In the history of computation, electrical power consumption has been on the bottom of the stack in the marketing campaign of Intel, AMD, IBM, and other semiconductor chip fabricators. We’ve all heard about the MHz and GHz wars between Pentium, Athlon, PowerPC, Itanium, and Opteron computer processors. Over the last decade the performance of microprocessors has gone up many fold, usually exceeding Moore’s Law, and likewise following Rock’s Law.
The marketplace of ideas contracted as processor companies folded, or merged. Today we have three major high performance high volume microprocessor manufacturers, and a new era of computing at each. IBM uses the Power Architecture, Intel has the Xeon line, and AMD has the Opteron line of 64-bit (sometimes called x64) dual-core chips. Several factors facilitated the move to multi-core, but the greatest achievement was the move from 130 nm production to the 90 nm process.
Working in such a small production environment allows multiple processors on a single die, which essentially permits nearly double the performance on a dual processor configuration.

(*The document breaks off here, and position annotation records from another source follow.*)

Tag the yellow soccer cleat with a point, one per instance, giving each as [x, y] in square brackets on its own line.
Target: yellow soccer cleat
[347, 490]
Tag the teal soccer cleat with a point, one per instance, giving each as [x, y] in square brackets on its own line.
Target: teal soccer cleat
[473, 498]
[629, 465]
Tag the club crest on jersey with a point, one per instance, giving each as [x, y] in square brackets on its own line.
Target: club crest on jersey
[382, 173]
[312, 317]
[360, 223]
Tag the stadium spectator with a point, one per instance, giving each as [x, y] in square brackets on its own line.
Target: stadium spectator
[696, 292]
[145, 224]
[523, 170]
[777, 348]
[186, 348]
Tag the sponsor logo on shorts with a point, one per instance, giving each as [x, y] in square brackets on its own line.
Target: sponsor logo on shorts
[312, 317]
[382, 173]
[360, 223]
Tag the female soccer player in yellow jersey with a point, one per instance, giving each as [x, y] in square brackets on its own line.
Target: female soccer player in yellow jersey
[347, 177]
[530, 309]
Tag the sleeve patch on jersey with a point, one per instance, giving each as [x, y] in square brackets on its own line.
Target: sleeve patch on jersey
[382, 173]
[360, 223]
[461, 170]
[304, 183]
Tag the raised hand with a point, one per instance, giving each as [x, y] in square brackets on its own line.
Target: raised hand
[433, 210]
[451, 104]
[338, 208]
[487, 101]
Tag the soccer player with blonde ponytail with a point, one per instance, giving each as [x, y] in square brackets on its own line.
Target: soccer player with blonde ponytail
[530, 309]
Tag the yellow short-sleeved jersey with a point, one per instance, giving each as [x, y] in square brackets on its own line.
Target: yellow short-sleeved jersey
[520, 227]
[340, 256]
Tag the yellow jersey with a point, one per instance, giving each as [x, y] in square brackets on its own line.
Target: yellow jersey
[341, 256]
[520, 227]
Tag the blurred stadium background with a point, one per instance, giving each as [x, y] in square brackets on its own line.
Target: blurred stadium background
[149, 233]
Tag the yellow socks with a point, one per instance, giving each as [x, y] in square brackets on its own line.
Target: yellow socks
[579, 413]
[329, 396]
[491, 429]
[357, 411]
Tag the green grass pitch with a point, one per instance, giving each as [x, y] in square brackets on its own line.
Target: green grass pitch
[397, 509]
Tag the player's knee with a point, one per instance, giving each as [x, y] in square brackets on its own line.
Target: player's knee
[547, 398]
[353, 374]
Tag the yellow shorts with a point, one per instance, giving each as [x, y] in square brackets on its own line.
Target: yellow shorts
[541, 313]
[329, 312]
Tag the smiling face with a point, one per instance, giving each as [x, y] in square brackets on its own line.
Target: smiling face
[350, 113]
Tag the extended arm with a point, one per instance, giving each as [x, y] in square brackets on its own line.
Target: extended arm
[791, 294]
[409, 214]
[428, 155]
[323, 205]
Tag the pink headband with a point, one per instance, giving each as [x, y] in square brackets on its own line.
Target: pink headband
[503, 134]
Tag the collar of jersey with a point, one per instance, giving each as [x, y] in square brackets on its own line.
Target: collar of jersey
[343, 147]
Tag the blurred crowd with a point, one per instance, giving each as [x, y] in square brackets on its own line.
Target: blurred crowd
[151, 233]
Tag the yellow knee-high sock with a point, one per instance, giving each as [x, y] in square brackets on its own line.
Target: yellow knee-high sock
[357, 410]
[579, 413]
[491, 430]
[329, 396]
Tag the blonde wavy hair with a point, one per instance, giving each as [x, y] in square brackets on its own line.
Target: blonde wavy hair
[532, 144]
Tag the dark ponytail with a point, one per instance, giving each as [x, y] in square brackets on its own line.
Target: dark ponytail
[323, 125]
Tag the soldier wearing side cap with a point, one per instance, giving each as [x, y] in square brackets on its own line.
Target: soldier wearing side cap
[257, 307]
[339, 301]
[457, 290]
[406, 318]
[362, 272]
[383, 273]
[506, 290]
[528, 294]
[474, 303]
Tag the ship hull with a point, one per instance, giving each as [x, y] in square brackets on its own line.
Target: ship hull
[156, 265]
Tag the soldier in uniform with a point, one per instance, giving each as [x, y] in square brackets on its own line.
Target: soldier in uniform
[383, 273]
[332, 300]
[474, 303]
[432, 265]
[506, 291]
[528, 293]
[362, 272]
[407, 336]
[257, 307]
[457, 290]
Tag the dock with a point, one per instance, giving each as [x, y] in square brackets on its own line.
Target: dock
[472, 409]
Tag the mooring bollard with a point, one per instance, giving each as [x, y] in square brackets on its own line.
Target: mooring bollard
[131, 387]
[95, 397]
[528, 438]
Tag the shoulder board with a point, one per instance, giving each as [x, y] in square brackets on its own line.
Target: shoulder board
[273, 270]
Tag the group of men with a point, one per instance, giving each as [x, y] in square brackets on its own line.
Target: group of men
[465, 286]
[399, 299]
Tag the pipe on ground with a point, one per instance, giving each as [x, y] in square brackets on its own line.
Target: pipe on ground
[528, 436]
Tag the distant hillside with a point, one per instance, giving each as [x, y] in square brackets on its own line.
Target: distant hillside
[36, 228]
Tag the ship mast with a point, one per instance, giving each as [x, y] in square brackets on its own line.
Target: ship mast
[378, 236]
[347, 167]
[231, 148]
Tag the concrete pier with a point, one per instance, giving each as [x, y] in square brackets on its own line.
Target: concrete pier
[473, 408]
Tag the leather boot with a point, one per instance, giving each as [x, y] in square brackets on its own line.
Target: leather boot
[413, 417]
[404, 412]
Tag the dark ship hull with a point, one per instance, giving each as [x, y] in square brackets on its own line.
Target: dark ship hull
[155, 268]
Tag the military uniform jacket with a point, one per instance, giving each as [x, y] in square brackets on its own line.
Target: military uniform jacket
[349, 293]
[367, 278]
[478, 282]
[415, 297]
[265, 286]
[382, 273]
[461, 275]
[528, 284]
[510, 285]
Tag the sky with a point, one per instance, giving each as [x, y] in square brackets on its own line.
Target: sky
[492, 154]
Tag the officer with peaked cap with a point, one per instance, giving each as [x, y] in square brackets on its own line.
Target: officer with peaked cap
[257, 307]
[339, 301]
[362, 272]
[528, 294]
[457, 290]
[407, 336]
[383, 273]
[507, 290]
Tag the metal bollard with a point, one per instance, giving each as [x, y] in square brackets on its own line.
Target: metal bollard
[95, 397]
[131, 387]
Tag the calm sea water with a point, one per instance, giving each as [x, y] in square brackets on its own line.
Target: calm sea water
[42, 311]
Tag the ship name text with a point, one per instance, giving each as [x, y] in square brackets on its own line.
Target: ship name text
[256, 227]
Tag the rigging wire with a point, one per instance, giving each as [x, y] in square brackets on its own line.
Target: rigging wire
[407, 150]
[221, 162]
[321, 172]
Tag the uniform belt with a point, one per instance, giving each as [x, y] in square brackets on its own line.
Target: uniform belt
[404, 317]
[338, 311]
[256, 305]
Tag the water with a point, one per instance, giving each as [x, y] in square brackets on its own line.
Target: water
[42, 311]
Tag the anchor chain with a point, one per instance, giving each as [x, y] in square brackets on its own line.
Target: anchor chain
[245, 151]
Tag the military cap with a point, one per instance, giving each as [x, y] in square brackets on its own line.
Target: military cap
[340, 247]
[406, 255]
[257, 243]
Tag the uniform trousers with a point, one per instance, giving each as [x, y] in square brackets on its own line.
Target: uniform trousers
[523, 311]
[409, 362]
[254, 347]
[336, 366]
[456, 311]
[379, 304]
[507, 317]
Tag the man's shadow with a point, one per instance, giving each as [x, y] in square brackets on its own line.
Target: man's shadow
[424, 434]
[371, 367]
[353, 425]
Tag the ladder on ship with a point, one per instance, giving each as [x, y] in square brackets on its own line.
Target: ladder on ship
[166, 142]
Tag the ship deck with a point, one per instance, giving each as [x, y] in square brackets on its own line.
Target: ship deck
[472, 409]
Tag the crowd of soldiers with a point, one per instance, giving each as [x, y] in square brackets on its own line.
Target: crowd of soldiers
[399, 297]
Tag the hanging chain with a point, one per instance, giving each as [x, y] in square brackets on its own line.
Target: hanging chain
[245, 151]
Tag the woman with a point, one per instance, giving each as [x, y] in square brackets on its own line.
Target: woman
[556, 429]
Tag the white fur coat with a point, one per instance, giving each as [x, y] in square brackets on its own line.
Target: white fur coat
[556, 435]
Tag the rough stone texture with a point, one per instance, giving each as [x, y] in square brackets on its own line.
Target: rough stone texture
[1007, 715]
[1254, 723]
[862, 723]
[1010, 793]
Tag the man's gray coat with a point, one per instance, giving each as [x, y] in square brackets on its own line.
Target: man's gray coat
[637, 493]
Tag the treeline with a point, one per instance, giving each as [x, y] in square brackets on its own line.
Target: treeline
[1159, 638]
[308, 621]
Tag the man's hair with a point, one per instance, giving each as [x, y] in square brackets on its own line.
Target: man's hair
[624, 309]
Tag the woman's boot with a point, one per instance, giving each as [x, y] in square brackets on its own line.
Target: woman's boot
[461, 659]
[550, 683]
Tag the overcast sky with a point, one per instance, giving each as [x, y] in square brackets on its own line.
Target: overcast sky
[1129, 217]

In the future expect more than two cores on a die, but at the electrical power expense of a single core. In 2006, chip vendors hope to move to 65 nm processes, that will allow even more cores onto the same space as the older 130 and 90 nm designs.
This describes the break from the GHz run-up, instead of a single 10 GHz chip, produce quad-core 2.5 GHz chips with equal or better performance, and at at least a quarter of the electrical requirements. Today, Xeon processors take 110 W per core, Opteron 90 W per core, and PowerPC 55 W per core. A new metric is being developed called performance per watt, and multiple system integrators are working on the problem with next generation chips.
Sun Microsystems is first out with a low power dual-core dual-processor system, the 1U Sun Fire X4100 Server, which also reduces power consumption by using SAS 2.5 inch hard drives. Anticipate other vendors like Dell, IBM, and even Apple Computer to explore energy efficient designs to reduce electrical consumption from carbon combustion fuel generating stations.
In the coming months Apple will most likely release a dual-core Xserve G5, along with a future Intel based Xserve. Apple currenty ships a dual-core Power Mac G5 Dual workstation and soon to release the quad-core Power Mac G5 Quad.